Deste modo, Anne foi para o trabalho tentando não deixar que seus pensamentos pessimistas influenciassem em seu humor. Acabou chegando antes de Cole e Diana e foi direto para o escritório, pois precisava verificar as contas daquela semana, e comparar com as vendas do ano anterior naquele mesmo período para que pudesse ter uma visão realista de como seus negócios estavam sendo conduzidos
Um cenário nada animador a esperava em seu livro caixa, e embora estivesse preocupada com a queda contínua das vendas, Anne ainda acreditava em uma reviravolta nos próximos meses. Já tinham enfrentado períodos difíceis antes, e sempre conseguiram dar a volta por cima, por isso ela se recusava a perder o ânimo ou as esperanças.
O horário do almoço chegou, mas ela decidiu terminar seus trabalhos pendentes. Gilbert não tinha ligado, mas ela imaginava que ele estaria ocupado com o escritório e com sua mãe, por isso ela decidiu não mandar nenhuma mensagem para não dar a impressão de que estava marcando território enquanto a sua maior rival que curiosamente não era uma outra garota, e sim a ex- Sra.

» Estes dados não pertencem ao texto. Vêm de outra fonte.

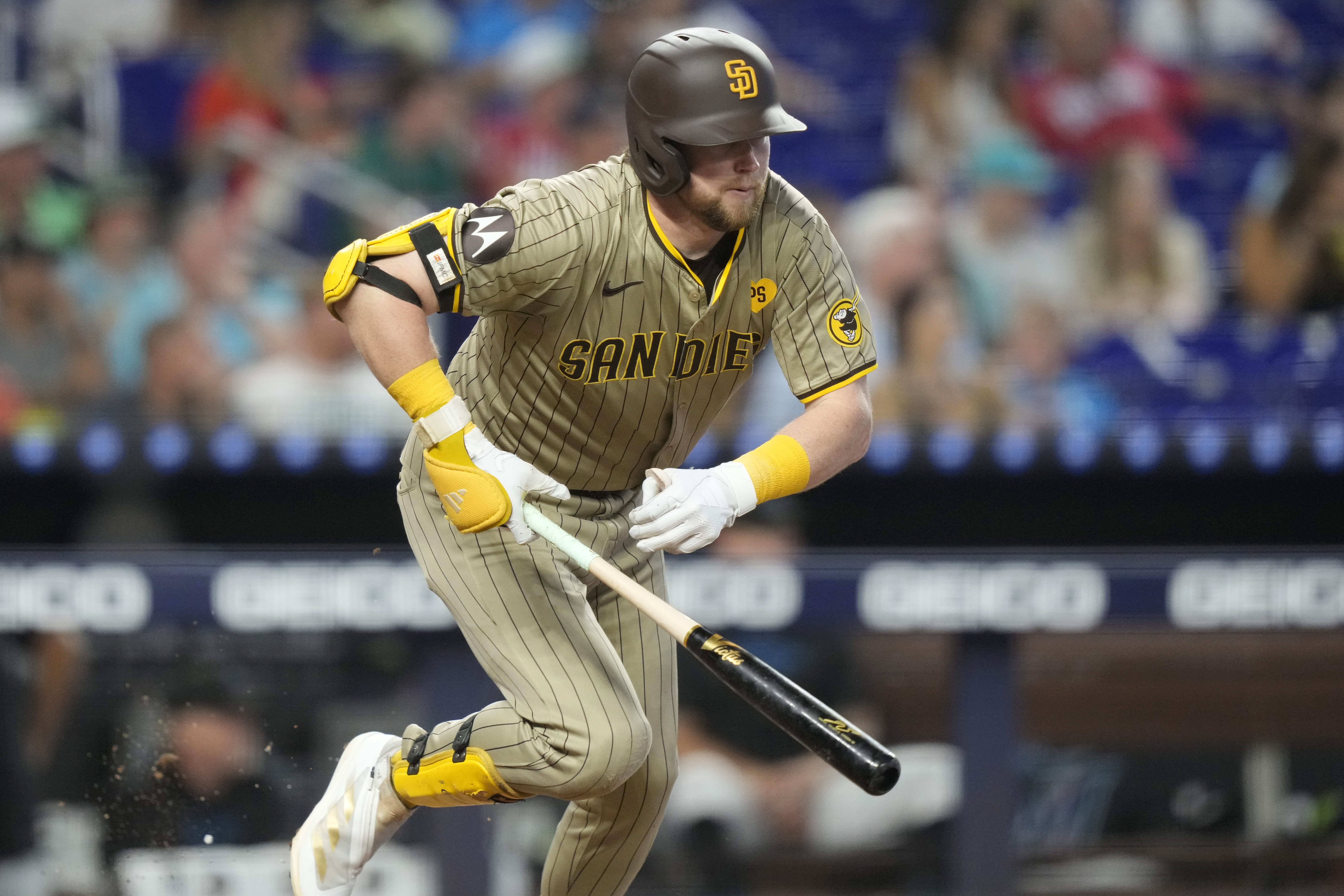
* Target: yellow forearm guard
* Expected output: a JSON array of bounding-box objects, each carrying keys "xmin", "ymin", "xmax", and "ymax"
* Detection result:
[
  {"xmin": 322, "ymin": 208, "xmax": 457, "ymax": 309},
  {"xmin": 392, "ymin": 747, "xmax": 524, "ymax": 807},
  {"xmin": 425, "ymin": 425, "xmax": 513, "ymax": 533},
  {"xmin": 738, "ymin": 435, "xmax": 812, "ymax": 504},
  {"xmin": 387, "ymin": 360, "xmax": 453, "ymax": 421}
]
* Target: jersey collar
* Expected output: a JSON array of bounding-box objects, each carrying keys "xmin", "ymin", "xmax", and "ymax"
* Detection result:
[{"xmin": 644, "ymin": 189, "xmax": 747, "ymax": 305}]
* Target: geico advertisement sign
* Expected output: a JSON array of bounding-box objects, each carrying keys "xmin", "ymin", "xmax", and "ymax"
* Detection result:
[
  {"xmin": 667, "ymin": 560, "xmax": 802, "ymax": 631},
  {"xmin": 859, "ymin": 562, "xmax": 1106, "ymax": 631},
  {"xmin": 210, "ymin": 560, "xmax": 456, "ymax": 631},
  {"xmin": 1167, "ymin": 560, "xmax": 1344, "ymax": 629},
  {"xmin": 0, "ymin": 563, "xmax": 153, "ymax": 631}
]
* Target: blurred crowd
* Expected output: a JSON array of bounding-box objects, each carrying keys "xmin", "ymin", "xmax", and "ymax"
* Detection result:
[{"xmin": 0, "ymin": 0, "xmax": 1344, "ymax": 449}]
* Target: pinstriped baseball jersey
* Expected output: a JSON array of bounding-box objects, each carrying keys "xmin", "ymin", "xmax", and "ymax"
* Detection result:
[{"xmin": 449, "ymin": 156, "xmax": 876, "ymax": 490}]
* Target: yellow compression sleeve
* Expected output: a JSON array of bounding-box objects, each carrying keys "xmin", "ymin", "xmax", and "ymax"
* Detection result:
[
  {"xmin": 387, "ymin": 359, "xmax": 453, "ymax": 421},
  {"xmin": 738, "ymin": 435, "xmax": 812, "ymax": 504}
]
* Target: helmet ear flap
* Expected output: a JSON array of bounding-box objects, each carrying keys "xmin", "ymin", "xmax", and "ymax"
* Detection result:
[{"xmin": 630, "ymin": 133, "xmax": 691, "ymax": 196}]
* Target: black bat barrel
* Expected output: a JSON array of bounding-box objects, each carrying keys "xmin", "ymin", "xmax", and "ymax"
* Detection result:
[{"xmin": 686, "ymin": 626, "xmax": 901, "ymax": 797}]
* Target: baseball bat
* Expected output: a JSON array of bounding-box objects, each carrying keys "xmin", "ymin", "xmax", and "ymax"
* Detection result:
[{"xmin": 523, "ymin": 504, "xmax": 901, "ymax": 797}]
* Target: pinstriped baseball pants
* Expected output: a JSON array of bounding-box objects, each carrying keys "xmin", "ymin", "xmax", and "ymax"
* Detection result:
[{"xmin": 398, "ymin": 435, "xmax": 677, "ymax": 896}]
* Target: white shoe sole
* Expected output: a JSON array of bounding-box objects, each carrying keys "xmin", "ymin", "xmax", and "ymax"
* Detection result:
[{"xmin": 289, "ymin": 731, "xmax": 402, "ymax": 896}]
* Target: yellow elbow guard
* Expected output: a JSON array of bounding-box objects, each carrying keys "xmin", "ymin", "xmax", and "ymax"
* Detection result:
[
  {"xmin": 322, "ymin": 208, "xmax": 462, "ymax": 314},
  {"xmin": 425, "ymin": 423, "xmax": 513, "ymax": 533},
  {"xmin": 738, "ymin": 435, "xmax": 812, "ymax": 504}
]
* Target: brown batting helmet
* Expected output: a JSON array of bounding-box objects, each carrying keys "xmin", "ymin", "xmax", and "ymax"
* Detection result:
[{"xmin": 625, "ymin": 28, "xmax": 808, "ymax": 196}]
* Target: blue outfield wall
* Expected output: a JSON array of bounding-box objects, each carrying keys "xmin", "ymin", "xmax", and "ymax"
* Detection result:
[{"xmin": 0, "ymin": 549, "xmax": 1344, "ymax": 633}]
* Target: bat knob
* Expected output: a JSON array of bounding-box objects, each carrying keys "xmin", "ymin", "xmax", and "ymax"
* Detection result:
[{"xmin": 863, "ymin": 756, "xmax": 901, "ymax": 797}]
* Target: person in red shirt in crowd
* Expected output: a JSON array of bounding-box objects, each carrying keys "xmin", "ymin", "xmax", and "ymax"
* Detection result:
[{"xmin": 1017, "ymin": 0, "xmax": 1199, "ymax": 167}]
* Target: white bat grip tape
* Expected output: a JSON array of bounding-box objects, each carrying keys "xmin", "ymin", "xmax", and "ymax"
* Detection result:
[{"xmin": 523, "ymin": 502, "xmax": 597, "ymax": 570}]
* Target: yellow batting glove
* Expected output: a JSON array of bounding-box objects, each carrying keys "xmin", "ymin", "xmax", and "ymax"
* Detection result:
[{"xmin": 387, "ymin": 361, "xmax": 570, "ymax": 544}]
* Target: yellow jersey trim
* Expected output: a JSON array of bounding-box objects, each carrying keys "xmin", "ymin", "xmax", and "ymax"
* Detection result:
[
  {"xmin": 710, "ymin": 227, "xmax": 747, "ymax": 305},
  {"xmin": 644, "ymin": 191, "xmax": 747, "ymax": 305},
  {"xmin": 644, "ymin": 192, "xmax": 704, "ymax": 289},
  {"xmin": 798, "ymin": 361, "xmax": 878, "ymax": 404}
]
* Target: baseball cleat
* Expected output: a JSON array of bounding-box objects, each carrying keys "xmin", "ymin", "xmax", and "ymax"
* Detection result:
[{"xmin": 289, "ymin": 731, "xmax": 414, "ymax": 896}]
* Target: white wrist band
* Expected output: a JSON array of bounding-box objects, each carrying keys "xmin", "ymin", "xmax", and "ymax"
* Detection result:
[{"xmin": 415, "ymin": 395, "xmax": 472, "ymax": 449}]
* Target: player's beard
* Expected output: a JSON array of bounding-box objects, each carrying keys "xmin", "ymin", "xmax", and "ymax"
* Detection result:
[{"xmin": 681, "ymin": 180, "xmax": 766, "ymax": 234}]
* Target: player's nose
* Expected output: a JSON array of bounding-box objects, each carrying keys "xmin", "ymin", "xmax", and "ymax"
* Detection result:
[{"xmin": 732, "ymin": 140, "xmax": 769, "ymax": 175}]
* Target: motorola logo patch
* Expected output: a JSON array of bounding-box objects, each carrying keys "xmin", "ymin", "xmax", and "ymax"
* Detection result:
[{"xmin": 462, "ymin": 207, "xmax": 513, "ymax": 265}]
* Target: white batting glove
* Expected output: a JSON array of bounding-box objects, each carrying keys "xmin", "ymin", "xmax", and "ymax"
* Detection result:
[
  {"xmin": 630, "ymin": 461, "xmax": 755, "ymax": 553},
  {"xmin": 465, "ymin": 427, "xmax": 570, "ymax": 544}
]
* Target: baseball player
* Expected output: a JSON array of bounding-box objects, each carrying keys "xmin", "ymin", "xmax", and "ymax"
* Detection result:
[{"xmin": 290, "ymin": 28, "xmax": 875, "ymax": 896}]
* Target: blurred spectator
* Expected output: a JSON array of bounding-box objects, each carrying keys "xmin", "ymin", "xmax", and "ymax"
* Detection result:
[
  {"xmin": 948, "ymin": 133, "xmax": 1077, "ymax": 344},
  {"xmin": 474, "ymin": 24, "xmax": 583, "ymax": 199},
  {"xmin": 107, "ymin": 689, "xmax": 288, "ymax": 850},
  {"xmin": 34, "ymin": 0, "xmax": 180, "ymax": 103},
  {"xmin": 569, "ymin": 94, "xmax": 629, "ymax": 171},
  {"xmin": 1066, "ymin": 144, "xmax": 1214, "ymax": 336},
  {"xmin": 453, "ymin": 0, "xmax": 593, "ymax": 70},
  {"xmin": 0, "ymin": 241, "xmax": 102, "ymax": 404},
  {"xmin": 144, "ymin": 317, "xmax": 227, "ymax": 430},
  {"xmin": 836, "ymin": 187, "xmax": 942, "ymax": 371},
  {"xmin": 0, "ymin": 86, "xmax": 87, "ymax": 250},
  {"xmin": 351, "ymin": 70, "xmax": 469, "ymax": 215},
  {"xmin": 1128, "ymin": 0, "xmax": 1302, "ymax": 116},
  {"xmin": 183, "ymin": 0, "xmax": 305, "ymax": 155},
  {"xmin": 997, "ymin": 302, "xmax": 1118, "ymax": 432},
  {"xmin": 888, "ymin": 0, "xmax": 1013, "ymax": 187},
  {"xmin": 1020, "ymin": 0, "xmax": 1198, "ymax": 164},
  {"xmin": 230, "ymin": 274, "xmax": 410, "ymax": 437},
  {"xmin": 872, "ymin": 274, "xmax": 985, "ymax": 431},
  {"xmin": 0, "ymin": 631, "xmax": 83, "ymax": 896},
  {"xmin": 1245, "ymin": 67, "xmax": 1344, "ymax": 215},
  {"xmin": 1128, "ymin": 0, "xmax": 1302, "ymax": 74},
  {"xmin": 1238, "ymin": 137, "xmax": 1344, "ymax": 317},
  {"xmin": 320, "ymin": 0, "xmax": 457, "ymax": 64},
  {"xmin": 60, "ymin": 179, "xmax": 181, "ymax": 394},
  {"xmin": 173, "ymin": 203, "xmax": 301, "ymax": 367}
]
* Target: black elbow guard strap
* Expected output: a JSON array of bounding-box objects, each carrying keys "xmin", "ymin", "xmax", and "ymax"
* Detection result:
[{"xmin": 322, "ymin": 208, "xmax": 462, "ymax": 312}]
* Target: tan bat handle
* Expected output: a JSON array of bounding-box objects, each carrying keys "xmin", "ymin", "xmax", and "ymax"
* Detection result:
[{"xmin": 523, "ymin": 504, "xmax": 700, "ymax": 645}]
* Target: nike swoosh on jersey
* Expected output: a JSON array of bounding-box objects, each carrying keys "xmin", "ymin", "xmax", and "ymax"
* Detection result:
[{"xmin": 602, "ymin": 280, "xmax": 644, "ymax": 296}]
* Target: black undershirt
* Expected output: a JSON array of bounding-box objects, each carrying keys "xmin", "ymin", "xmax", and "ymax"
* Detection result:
[{"xmin": 686, "ymin": 231, "xmax": 738, "ymax": 291}]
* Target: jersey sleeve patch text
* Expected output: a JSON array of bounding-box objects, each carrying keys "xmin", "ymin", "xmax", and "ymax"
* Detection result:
[
  {"xmin": 462, "ymin": 205, "xmax": 516, "ymax": 265},
  {"xmin": 828, "ymin": 297, "xmax": 863, "ymax": 347},
  {"xmin": 751, "ymin": 277, "xmax": 779, "ymax": 314}
]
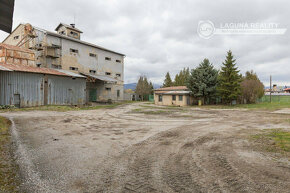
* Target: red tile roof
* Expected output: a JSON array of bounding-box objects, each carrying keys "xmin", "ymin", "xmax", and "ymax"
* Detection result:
[
  {"xmin": 0, "ymin": 43, "xmax": 34, "ymax": 53},
  {"xmin": 0, "ymin": 63, "xmax": 69, "ymax": 76},
  {"xmin": 155, "ymin": 86, "xmax": 188, "ymax": 91}
]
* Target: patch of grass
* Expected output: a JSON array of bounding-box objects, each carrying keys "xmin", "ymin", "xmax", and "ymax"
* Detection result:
[
  {"xmin": 196, "ymin": 102, "xmax": 290, "ymax": 110},
  {"xmin": 0, "ymin": 101, "xmax": 134, "ymax": 112},
  {"xmin": 0, "ymin": 117, "xmax": 19, "ymax": 192},
  {"xmin": 252, "ymin": 129, "xmax": 290, "ymax": 154}
]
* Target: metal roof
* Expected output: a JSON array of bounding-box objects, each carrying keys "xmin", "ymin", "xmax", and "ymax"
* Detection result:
[
  {"xmin": 155, "ymin": 86, "xmax": 188, "ymax": 91},
  {"xmin": 0, "ymin": 63, "xmax": 13, "ymax": 71},
  {"xmin": 155, "ymin": 90, "xmax": 191, "ymax": 95},
  {"xmin": 55, "ymin": 23, "xmax": 83, "ymax": 33},
  {"xmin": 0, "ymin": 63, "xmax": 81, "ymax": 77},
  {"xmin": 43, "ymin": 30, "xmax": 125, "ymax": 56},
  {"xmin": 84, "ymin": 74, "xmax": 117, "ymax": 82},
  {"xmin": 55, "ymin": 69, "xmax": 86, "ymax": 78}
]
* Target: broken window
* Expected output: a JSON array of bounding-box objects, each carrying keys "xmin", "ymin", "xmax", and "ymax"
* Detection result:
[
  {"xmin": 90, "ymin": 53, "xmax": 97, "ymax": 58},
  {"xmin": 70, "ymin": 48, "xmax": 79, "ymax": 54},
  {"xmin": 158, "ymin": 95, "xmax": 162, "ymax": 102},
  {"xmin": 90, "ymin": 70, "xmax": 96, "ymax": 74},
  {"xmin": 172, "ymin": 95, "xmax": 176, "ymax": 101},
  {"xmin": 69, "ymin": 67, "xmax": 79, "ymax": 70}
]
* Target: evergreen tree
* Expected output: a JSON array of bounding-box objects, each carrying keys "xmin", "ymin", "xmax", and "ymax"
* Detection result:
[
  {"xmin": 187, "ymin": 59, "xmax": 218, "ymax": 104},
  {"xmin": 163, "ymin": 72, "xmax": 173, "ymax": 87},
  {"xmin": 241, "ymin": 70, "xmax": 264, "ymax": 103},
  {"xmin": 218, "ymin": 51, "xmax": 242, "ymax": 104},
  {"xmin": 149, "ymin": 81, "xmax": 154, "ymax": 95}
]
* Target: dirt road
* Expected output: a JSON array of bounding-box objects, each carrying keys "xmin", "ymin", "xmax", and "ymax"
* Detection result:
[{"xmin": 0, "ymin": 103, "xmax": 290, "ymax": 193}]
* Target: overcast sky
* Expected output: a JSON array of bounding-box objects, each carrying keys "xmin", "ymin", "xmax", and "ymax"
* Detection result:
[{"xmin": 0, "ymin": 0, "xmax": 290, "ymax": 86}]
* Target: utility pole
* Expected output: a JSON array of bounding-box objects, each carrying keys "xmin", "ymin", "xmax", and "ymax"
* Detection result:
[{"xmin": 270, "ymin": 75, "xmax": 272, "ymax": 103}]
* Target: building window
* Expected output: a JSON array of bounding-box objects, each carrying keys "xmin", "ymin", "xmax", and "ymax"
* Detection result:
[
  {"xmin": 158, "ymin": 95, "xmax": 162, "ymax": 102},
  {"xmin": 51, "ymin": 64, "xmax": 61, "ymax": 69},
  {"xmin": 70, "ymin": 48, "xmax": 79, "ymax": 54},
  {"xmin": 90, "ymin": 53, "xmax": 97, "ymax": 58},
  {"xmin": 117, "ymin": 90, "xmax": 120, "ymax": 97},
  {"xmin": 69, "ymin": 67, "xmax": 79, "ymax": 71},
  {"xmin": 172, "ymin": 95, "xmax": 176, "ymax": 101},
  {"xmin": 90, "ymin": 70, "xmax": 96, "ymax": 74}
]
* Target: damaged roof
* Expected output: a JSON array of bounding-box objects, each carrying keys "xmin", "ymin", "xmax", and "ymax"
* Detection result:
[
  {"xmin": 0, "ymin": 63, "xmax": 85, "ymax": 78},
  {"xmin": 55, "ymin": 23, "xmax": 83, "ymax": 33}
]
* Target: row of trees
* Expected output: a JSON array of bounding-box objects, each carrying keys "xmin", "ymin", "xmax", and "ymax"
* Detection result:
[{"xmin": 163, "ymin": 51, "xmax": 264, "ymax": 104}]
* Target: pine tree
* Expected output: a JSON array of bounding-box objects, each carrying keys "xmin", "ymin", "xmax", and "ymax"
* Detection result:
[
  {"xmin": 241, "ymin": 70, "xmax": 264, "ymax": 103},
  {"xmin": 174, "ymin": 68, "xmax": 190, "ymax": 86},
  {"xmin": 187, "ymin": 59, "xmax": 218, "ymax": 103},
  {"xmin": 163, "ymin": 72, "xmax": 173, "ymax": 87},
  {"xmin": 218, "ymin": 51, "xmax": 242, "ymax": 104}
]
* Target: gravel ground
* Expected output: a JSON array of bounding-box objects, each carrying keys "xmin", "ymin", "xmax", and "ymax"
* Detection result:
[{"xmin": 0, "ymin": 103, "xmax": 290, "ymax": 193}]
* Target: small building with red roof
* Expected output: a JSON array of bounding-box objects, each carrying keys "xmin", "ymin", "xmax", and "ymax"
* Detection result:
[{"xmin": 154, "ymin": 86, "xmax": 194, "ymax": 106}]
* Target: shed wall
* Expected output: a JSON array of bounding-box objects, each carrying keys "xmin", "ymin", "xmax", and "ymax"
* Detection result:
[
  {"xmin": 0, "ymin": 71, "xmax": 43, "ymax": 107},
  {"xmin": 48, "ymin": 75, "xmax": 86, "ymax": 105},
  {"xmin": 0, "ymin": 71, "xmax": 86, "ymax": 107}
]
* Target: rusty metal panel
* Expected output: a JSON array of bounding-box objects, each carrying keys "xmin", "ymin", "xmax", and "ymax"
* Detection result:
[
  {"xmin": 0, "ymin": 0, "xmax": 14, "ymax": 33},
  {"xmin": 48, "ymin": 75, "xmax": 86, "ymax": 105},
  {"xmin": 0, "ymin": 71, "xmax": 43, "ymax": 107}
]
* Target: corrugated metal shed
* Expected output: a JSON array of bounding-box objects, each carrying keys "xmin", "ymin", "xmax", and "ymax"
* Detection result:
[
  {"xmin": 0, "ymin": 64, "xmax": 86, "ymax": 107},
  {"xmin": 84, "ymin": 74, "xmax": 117, "ymax": 82}
]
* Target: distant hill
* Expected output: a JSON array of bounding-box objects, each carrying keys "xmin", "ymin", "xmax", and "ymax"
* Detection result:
[{"xmin": 124, "ymin": 83, "xmax": 161, "ymax": 90}]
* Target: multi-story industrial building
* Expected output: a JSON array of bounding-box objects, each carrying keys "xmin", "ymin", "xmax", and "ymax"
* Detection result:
[{"xmin": 3, "ymin": 23, "xmax": 125, "ymax": 102}]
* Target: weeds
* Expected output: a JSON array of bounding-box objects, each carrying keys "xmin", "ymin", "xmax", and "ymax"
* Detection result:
[{"xmin": 0, "ymin": 117, "xmax": 19, "ymax": 192}]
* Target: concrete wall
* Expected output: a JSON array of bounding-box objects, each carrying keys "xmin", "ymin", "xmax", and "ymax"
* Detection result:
[
  {"xmin": 0, "ymin": 71, "xmax": 86, "ymax": 107},
  {"xmin": 154, "ymin": 94, "xmax": 193, "ymax": 106},
  {"xmin": 48, "ymin": 75, "xmax": 86, "ymax": 105},
  {"xmin": 0, "ymin": 71, "xmax": 44, "ymax": 107},
  {"xmin": 4, "ymin": 25, "xmax": 124, "ymax": 100}
]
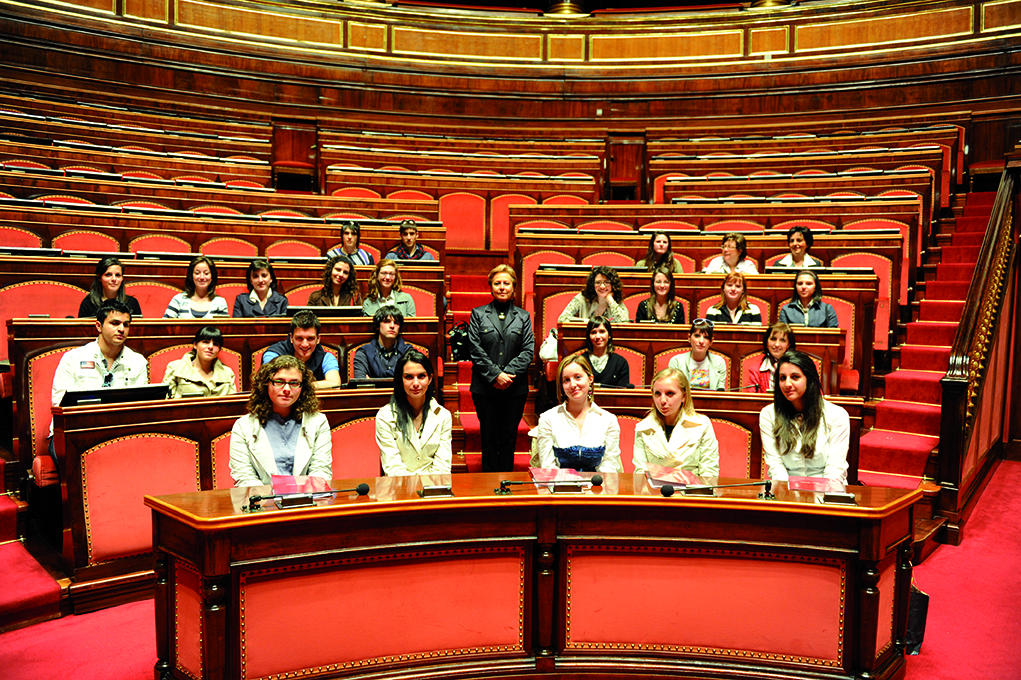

Blythe, estava tomando toda a atenção do rapaz para si.
Ela estava sentindo falta de uma boa conversa, mas tanto Cole quanto Diana estavam extremamente ocupados com tarefas da livraria, por isso ela não os interrompeu, e pediu que viessem ao seu escritório para jogarem conversa fora e relaxar. Em vez disso, ela ligou para a mãe que lhe garantiu que estava ótima, e que ela não precisava se preocupar. Dessa forma, Anne passou o resto do dia trabalhando e totalmente concentrada na contabilidade da loja.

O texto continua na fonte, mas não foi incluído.